As Alex and I wandered through the museum, my heart was beating wildly, not of course for the two-thousand-year-old stone tablets inscribed with poems, sacred texts, imperial edicts, and Chinese Classics, but rather for the adjacent, bewitching ball of energy next to me.
To show I was serious about the exhibits and because my aunt specified I was to read this particular stele, I drew Alex’s attention to the large stone that dominated the room—the Confucian Filial Piety Classic.
Looking at the immense black granite slab standing on a thick base carved with mythical animals and exotic plants, I felt a wave of happiness.
I always loved things big. Big bowls of rice and congee, big chunks of meat, wide slabs of fish with a huge head and eyes round like marbles. I always preferred having a big sofa to sit on, or a roomy high-backed chair where I could meditate with legs crossed. I liked to work at a wide table where next to my computer I could pile bricklike stacks of books, spread out my novel in progress, and arrange my assortment of stationery—pens and pencils in my lunch-box-sized case, boxlike pencil sharpeners, a big stapler to bind inch-thick documents, even erasers I’d certainly lose before finishing using.
I also liked Chinese calligraphy done in grapefruit-sized characters, Beethoven’s heroic Fifth and grandiose Ninth Symphonies, Michelangelo’s painting on the ceiling of the Sistine Chapel where you have to swing your head in all the four aus
picious directions to take in the whole creation….
Then Alex began to read the famous text aloud in Chinese, waking me from my reverie. His voice sounded studious, yet light-hearted. I half closed my eyes to let the soothing sound waves ripple against my eardrums like dragonflies skipping on water.
Do not disgrace those who gave birth to you.
Rise early and go to sleep late—to serve your parents.
Be careful of your conduct and economical in your expenditure—in order to nourish those who gave you life….
When he finished, lamenting that his recitation had to meet its inevitable end like everything else, I asked softly, “You’re enjoying this?”
“Yes, very much. I would like to study this classic more.” He cast me a questioning glance. “And you?”
“I’m not fond of Confucian moralizing.” I paused to search his glowing face, then, “Not that I’m unfilial to my parents even though they’re dead.”
“I’m so sorry.”
“It’s OK, Alex. But what makes you so interested in the filial piety classic?”
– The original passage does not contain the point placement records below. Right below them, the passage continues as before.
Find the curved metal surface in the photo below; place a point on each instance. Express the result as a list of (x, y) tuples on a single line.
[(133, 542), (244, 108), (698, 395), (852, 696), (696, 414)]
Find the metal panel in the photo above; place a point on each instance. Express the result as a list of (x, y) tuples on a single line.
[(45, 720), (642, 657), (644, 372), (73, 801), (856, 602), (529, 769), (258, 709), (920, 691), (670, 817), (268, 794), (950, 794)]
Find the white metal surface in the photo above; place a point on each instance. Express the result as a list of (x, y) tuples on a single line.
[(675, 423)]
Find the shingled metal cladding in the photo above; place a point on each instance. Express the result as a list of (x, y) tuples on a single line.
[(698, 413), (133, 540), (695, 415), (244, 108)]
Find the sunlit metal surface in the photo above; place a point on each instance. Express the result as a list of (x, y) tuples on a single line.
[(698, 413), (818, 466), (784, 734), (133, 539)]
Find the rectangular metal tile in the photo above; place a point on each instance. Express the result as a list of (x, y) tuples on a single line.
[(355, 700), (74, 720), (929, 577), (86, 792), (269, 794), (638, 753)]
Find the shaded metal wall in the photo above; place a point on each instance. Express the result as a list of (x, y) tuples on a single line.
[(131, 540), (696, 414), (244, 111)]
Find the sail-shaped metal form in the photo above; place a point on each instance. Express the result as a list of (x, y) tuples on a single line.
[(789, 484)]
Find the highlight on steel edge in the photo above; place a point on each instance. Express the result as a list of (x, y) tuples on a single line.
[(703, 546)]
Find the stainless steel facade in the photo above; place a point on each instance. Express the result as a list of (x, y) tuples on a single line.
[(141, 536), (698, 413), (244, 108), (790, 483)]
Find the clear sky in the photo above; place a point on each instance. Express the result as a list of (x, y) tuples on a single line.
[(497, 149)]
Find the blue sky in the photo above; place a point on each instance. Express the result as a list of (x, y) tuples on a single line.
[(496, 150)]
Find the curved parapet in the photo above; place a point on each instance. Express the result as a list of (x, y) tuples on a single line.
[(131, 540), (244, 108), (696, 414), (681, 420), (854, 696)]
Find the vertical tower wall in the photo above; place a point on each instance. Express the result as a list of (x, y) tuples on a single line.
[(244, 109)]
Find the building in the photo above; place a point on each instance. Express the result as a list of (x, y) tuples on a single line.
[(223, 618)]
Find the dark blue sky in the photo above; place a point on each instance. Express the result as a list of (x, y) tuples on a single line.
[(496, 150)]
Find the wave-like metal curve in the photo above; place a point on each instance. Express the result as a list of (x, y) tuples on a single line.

“Because I want my parents to be proud of me,” he said, blushing.
That was not really an answer to my question.
“You mean they’re not?”
Again, he didn’t answer my question directly. “They’re divorced and both remarried, so we don’t see one another very often. But once in a while Mom, Dad, and I have a big reunion.”
“That’s nice.”
“I believe they divorced because of me.”
“How?”
“It’s too complicated to tell you now. Let me take you to tea.”
I looked directly into the young man’s grayish green eyes. “Alex, you’ll soon go broke if you pay for every stranger you run into.”
A smile bloomed on his face, sweet and innocent like a child’s. “Don’t worry. Let’s have tea, please.”
I insisted that, instead of going to a teahouse—fancy or simple—we should just look for a place nearby to sit down and talk.